Overview

CHAMPIONS IN SAFETY.   CHAMPIONS IN CARE.

 

Recognize Risk.   Accept Responsibility.   Align Safety Interests.

It’s time for a change.  It’s time to take the lead on our own safety.  

Historically, regulatory  attention in HEMS has been distracted toward equipment issues, such as NVG, IMC equipment, TAWS, and AP.   Yet equipment deficiencies are rarely to blame for HEMS accidents.  So why throw equipment at the problem of HEMS safety?  Because expensive as it may be, equipment costs less than effective safety training and policies.  In fact, some of our equipment, by providing an illusion of increased ability to persist in marginal conditions, may makes us LESS safe.

Real culprits in HEMS include operational training, policy, and decision support cultures that prioritize issues other than safety, and operating policies and practices that perpetuate misalignment of interest inside and outside the helicopter.  

But most of the problem starts inside the aircraft – failure of the HEMS crew to fully exercise responsibility for their own safety. It’s time to quit blaming anyone else.  

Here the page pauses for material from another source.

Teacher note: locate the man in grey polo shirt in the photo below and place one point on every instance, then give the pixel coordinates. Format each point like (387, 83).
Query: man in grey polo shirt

We decide when we’re trained and ready.  We decide who to work for, who we’ll work with, under which circumstances, and what operational policies we’ll follow.  We decide to strap in, launch, continue, and with our pilot partners,  when and where to land.   No one forces us to fly. No one exposes us to anticipated and controllable risk until we allow it.

CHAMP’s approach:    Recognize Risk.  Accept Responsibility.  Align Safety Interests.